KDDIは「Netflixパック」に何を期待したのか 髙橋社長が明かした「5G戦略」の詳細
ーー次世代ネットワークを予感させる「ワクワク体験」の1つとしてネットフリックスとの提携が発表されました。5Gに向けて、今後はアプリケーションごとに事業者と手を組む協業を進めていくのでしょうか。
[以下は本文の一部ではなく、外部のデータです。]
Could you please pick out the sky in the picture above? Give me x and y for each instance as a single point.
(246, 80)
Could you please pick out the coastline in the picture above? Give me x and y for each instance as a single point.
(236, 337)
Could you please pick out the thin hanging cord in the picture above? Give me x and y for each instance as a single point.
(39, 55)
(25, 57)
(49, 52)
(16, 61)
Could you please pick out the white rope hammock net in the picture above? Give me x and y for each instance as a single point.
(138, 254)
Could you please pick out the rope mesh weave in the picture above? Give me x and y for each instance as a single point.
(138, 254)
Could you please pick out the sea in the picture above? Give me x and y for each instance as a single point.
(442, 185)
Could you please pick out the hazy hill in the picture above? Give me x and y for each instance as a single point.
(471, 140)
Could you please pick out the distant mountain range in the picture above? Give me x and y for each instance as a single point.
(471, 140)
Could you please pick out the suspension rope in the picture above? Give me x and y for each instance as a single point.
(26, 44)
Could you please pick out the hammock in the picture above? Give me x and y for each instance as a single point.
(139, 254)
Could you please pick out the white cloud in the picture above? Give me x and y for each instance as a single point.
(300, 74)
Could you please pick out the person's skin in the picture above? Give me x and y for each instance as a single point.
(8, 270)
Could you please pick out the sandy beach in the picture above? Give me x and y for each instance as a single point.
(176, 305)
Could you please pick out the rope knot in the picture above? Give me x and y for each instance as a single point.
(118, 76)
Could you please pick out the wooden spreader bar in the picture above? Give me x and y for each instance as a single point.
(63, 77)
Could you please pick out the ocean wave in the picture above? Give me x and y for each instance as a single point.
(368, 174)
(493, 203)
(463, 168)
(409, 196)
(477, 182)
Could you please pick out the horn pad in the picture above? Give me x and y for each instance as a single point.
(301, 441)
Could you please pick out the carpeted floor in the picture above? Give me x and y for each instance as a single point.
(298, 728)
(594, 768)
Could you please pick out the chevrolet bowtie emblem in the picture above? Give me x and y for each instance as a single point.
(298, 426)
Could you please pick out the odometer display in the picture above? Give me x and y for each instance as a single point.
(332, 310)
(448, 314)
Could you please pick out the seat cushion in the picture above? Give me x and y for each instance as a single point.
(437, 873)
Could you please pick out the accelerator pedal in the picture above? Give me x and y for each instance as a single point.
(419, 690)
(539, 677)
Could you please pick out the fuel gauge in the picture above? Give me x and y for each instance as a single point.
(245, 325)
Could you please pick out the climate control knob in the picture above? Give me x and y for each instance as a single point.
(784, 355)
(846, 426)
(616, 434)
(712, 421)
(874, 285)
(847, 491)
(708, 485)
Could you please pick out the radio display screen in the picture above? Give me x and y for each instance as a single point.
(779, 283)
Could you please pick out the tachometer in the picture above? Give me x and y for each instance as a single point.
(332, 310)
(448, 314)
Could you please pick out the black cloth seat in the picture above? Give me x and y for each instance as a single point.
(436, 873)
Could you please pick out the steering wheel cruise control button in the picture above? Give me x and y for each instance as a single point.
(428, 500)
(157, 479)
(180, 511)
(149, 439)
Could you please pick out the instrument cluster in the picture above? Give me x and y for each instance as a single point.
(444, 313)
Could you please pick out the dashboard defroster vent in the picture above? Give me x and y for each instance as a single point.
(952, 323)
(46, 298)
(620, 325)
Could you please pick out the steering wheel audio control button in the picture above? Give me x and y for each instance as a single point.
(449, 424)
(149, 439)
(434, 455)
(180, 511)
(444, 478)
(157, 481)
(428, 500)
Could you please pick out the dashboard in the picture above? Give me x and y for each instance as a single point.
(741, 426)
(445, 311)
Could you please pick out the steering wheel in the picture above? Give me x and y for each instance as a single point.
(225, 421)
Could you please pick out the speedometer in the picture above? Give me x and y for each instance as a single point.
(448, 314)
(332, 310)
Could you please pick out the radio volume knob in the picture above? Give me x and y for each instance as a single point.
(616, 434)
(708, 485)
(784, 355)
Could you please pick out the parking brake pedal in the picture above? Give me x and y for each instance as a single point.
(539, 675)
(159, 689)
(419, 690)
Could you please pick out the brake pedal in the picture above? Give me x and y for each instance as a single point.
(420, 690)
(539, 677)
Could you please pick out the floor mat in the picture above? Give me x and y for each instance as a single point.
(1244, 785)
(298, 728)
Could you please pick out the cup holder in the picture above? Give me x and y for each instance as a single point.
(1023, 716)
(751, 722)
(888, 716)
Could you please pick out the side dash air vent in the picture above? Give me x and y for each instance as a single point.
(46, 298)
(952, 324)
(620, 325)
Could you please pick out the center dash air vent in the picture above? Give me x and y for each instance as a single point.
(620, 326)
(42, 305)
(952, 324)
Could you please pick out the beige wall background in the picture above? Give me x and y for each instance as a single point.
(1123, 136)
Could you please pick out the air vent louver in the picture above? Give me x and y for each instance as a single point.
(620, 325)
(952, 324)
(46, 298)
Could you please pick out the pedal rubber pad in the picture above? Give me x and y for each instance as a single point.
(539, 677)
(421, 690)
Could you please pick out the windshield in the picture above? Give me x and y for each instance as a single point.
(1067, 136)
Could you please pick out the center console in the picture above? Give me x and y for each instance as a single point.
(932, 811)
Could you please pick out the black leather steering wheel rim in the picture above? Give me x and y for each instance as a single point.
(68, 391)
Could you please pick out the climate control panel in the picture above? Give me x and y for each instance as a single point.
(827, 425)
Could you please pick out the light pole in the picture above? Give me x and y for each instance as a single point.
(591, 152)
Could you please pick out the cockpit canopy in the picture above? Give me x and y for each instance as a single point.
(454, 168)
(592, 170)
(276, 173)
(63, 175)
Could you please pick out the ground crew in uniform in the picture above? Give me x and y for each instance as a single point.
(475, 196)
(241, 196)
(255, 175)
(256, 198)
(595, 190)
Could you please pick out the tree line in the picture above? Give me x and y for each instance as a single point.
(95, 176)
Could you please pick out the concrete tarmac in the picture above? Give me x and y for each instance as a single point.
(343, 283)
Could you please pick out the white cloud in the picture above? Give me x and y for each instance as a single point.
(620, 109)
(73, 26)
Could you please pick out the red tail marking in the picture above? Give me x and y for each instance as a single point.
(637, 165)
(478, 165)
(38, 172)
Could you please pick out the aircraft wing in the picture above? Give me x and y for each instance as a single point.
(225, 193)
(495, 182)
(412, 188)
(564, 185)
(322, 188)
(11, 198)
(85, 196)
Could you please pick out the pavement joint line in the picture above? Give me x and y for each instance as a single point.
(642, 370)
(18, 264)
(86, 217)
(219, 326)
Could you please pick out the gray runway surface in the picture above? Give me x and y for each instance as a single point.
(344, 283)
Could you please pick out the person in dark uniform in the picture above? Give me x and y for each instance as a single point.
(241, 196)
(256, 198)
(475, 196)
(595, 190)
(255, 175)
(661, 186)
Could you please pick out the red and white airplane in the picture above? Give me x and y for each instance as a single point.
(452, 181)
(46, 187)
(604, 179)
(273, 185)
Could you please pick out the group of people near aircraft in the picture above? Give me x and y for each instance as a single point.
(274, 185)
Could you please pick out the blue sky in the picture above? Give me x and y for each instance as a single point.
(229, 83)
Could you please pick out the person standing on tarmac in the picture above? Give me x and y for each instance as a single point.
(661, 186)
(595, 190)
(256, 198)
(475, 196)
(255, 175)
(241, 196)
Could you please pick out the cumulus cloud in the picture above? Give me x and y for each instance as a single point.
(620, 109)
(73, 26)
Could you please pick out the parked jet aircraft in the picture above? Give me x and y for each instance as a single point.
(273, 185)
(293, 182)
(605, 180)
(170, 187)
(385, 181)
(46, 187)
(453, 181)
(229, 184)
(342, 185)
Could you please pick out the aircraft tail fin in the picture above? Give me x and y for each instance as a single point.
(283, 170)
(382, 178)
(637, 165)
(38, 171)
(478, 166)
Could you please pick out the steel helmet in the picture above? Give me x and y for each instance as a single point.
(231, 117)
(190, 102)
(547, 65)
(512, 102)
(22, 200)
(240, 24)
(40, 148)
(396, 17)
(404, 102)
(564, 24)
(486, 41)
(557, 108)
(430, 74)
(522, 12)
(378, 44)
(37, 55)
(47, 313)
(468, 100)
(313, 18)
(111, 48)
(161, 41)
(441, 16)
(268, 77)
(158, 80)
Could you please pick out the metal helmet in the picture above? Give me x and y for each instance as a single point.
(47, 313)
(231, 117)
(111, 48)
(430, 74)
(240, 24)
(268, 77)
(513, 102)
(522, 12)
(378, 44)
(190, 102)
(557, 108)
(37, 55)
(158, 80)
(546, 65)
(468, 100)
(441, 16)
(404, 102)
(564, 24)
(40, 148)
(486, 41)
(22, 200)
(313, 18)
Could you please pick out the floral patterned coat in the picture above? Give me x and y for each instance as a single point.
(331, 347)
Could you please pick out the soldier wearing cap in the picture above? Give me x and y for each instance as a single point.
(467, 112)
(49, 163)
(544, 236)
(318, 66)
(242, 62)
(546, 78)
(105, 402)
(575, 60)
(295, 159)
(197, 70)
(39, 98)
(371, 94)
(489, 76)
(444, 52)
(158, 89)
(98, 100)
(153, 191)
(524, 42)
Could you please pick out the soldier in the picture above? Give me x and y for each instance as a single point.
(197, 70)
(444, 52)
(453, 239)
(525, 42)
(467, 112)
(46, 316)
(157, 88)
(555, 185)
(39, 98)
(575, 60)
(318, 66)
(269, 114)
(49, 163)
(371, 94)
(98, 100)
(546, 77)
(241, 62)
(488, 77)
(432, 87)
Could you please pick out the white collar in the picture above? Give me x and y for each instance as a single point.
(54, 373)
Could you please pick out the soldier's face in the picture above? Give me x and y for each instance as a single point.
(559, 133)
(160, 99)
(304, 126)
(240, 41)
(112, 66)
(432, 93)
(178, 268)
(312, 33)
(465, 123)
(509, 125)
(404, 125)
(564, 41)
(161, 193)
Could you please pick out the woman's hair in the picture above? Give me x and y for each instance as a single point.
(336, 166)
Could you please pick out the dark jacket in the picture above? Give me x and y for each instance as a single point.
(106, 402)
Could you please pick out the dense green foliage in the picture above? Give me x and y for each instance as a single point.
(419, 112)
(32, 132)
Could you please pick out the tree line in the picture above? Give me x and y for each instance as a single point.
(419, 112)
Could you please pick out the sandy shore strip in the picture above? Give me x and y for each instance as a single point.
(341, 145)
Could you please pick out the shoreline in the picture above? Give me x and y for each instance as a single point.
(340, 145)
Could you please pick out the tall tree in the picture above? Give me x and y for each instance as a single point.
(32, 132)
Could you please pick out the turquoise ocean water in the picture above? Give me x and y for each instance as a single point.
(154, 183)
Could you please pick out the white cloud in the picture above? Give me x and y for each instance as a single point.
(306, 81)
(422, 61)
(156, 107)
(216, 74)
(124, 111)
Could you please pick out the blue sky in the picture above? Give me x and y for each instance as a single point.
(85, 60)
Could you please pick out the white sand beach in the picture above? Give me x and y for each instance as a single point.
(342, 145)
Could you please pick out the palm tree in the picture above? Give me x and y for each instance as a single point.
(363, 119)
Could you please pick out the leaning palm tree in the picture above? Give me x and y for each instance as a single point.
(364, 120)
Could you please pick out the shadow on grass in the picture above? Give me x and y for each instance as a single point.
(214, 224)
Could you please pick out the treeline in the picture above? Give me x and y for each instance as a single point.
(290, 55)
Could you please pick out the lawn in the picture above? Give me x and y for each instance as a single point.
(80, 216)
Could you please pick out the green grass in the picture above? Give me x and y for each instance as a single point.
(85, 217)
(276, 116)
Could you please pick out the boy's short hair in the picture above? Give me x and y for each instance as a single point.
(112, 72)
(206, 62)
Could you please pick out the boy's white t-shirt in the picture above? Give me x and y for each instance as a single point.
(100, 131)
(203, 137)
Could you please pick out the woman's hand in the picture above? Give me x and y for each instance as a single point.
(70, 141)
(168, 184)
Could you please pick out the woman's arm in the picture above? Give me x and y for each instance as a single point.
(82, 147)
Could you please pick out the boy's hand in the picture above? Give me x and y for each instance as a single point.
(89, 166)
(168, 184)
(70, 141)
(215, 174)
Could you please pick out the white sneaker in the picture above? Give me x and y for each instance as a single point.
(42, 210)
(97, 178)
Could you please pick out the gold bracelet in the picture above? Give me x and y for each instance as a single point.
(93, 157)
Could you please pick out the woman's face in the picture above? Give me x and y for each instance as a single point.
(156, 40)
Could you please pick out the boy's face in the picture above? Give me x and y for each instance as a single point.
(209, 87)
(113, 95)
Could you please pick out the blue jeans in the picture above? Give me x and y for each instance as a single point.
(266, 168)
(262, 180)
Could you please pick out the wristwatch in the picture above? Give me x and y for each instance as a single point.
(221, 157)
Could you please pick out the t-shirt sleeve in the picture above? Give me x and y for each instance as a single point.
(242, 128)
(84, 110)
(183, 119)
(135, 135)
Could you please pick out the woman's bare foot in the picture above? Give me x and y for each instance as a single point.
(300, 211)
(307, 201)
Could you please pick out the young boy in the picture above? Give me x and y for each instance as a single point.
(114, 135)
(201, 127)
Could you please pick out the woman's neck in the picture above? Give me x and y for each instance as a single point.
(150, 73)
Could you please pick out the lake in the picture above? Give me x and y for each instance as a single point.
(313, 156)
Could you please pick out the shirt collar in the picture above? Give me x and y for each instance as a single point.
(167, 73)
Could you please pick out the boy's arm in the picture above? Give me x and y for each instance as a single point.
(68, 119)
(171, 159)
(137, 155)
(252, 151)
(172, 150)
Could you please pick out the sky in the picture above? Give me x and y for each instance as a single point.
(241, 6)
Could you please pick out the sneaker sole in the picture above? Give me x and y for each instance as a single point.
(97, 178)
5Gネットワークの実証試験環境を提供するKDDI DIGITAL GATEの設置は、そうした協業を行なう場として企画・設置することを決めたものです。次世代アプリケーションの開拓や実証などを行っていく場にしていくため、昨年買収したソラコムやアイレット、業務提携をしているScrum Inc.(アジャイル開発の教育サービス事業者)にも入ってもらうほか、すでにエンドユーザーとの接点を持っている多様な事業者に参加してもらうことで、さまざまな次世代アプリケーション開拓プロジェクトを動かしていきます。
また、KDDI DIGITAL GATEには、現在は渋谷ヒカリエにあるKDDI ∞ Labo(ネットワークサービスのスタートアップに協業パートナーとともにノウハウなどを提供する新事業共創プロジェクト)も統合することで、さらなる化学反応を目指します。
「端末」だけの差異化はどんどん難しくなっている
ーー5G/ネットワークスライシングの時代は他事業者との協業モデルが鍵を握っている、と。
端末の性能や機能が向上してきたこともあって、端末開発だけの差異化はどんどん難しくなってきています。“顧客価値とは何か”を考えたとき、従来の価値観で言えば“通信回線の品質”だったかもしれません。しかし実際には利用しているアプリケーションの質こそが大切です。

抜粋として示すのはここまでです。